[gclist] What to say about GC.

=TL2=Tom Lord() lord@LanMinds.Com
Wed, 24 Jul 1996 16:17:49 -0700 (PDT)


Here is a clarification of my views on "What to say about GC."

I am not arguing that GC should not be used or that it is an inferior
technique to other approaches to memory management.  

I *am* arguing that collectors are hard to use well in complex
applications and are themselves a source of subtle errors.  I am
arguing that when we "sell" GC as a simpler technique than the
alternatives we are being misleading -- we should be selling GC as a
more powerful technique than the alternatives, but one that sometimes
is at least as tricky to use as malloc/free.
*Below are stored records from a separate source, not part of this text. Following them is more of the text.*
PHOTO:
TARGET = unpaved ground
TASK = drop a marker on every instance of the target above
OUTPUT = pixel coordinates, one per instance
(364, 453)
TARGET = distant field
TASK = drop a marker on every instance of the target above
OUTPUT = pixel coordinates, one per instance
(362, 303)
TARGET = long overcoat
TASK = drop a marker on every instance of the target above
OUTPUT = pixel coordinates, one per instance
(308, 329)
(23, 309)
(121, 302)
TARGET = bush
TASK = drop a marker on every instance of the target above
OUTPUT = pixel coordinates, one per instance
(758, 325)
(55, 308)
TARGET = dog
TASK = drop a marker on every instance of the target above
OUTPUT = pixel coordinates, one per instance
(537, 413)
Sometimes people speak as if GC simply automated away all the
difficulties of memory management.  Common claims are that unneeded
objects are automatically freed (false) and that only the GC
implementor has to worry about GC internals (often false).  Let's
examine these.

The false idea that unneeded objects are automatically freed by a
collector stems from the true fact that collectors automatically free
all objects not reachable by reference chains in the program's data
structures.  What collectors don't do, as I'm sure we all know, is to
free those objects reachable by reference chains, but unreachable by
the running program.  For example, if there is a list, L, and the
program will never look at (cdr L) then (cdr L) isn't needed, but it
won't be freed.  Collectors require programmers to manually maintain
the invariant that all objects which should be freed must not be
reachable by any chain of references -- therefore freeing unneeded
objects isn't automatic at all.  Any claim that collectors make it
trivial to ensure that all unneeded objects are freed is in essence a
claim that it is easy to manually maintain the invariant that unneeded
objects are not referenced -- a claim that is at best unsupported and
that can be seen to be highly unlikely.

The sometimes false idea, that only the GC implementor has to worry
about GC internals, is true for programmers working in high-level
languages on a fixed platform using a stable language implementation.
But the idea is misleading for programmers who use GC with lower level
languages like C or C++, who extend an existing high-level language
implementation with new built-in primitives or types, or who must port
a GC beyond the platforms supported by its author.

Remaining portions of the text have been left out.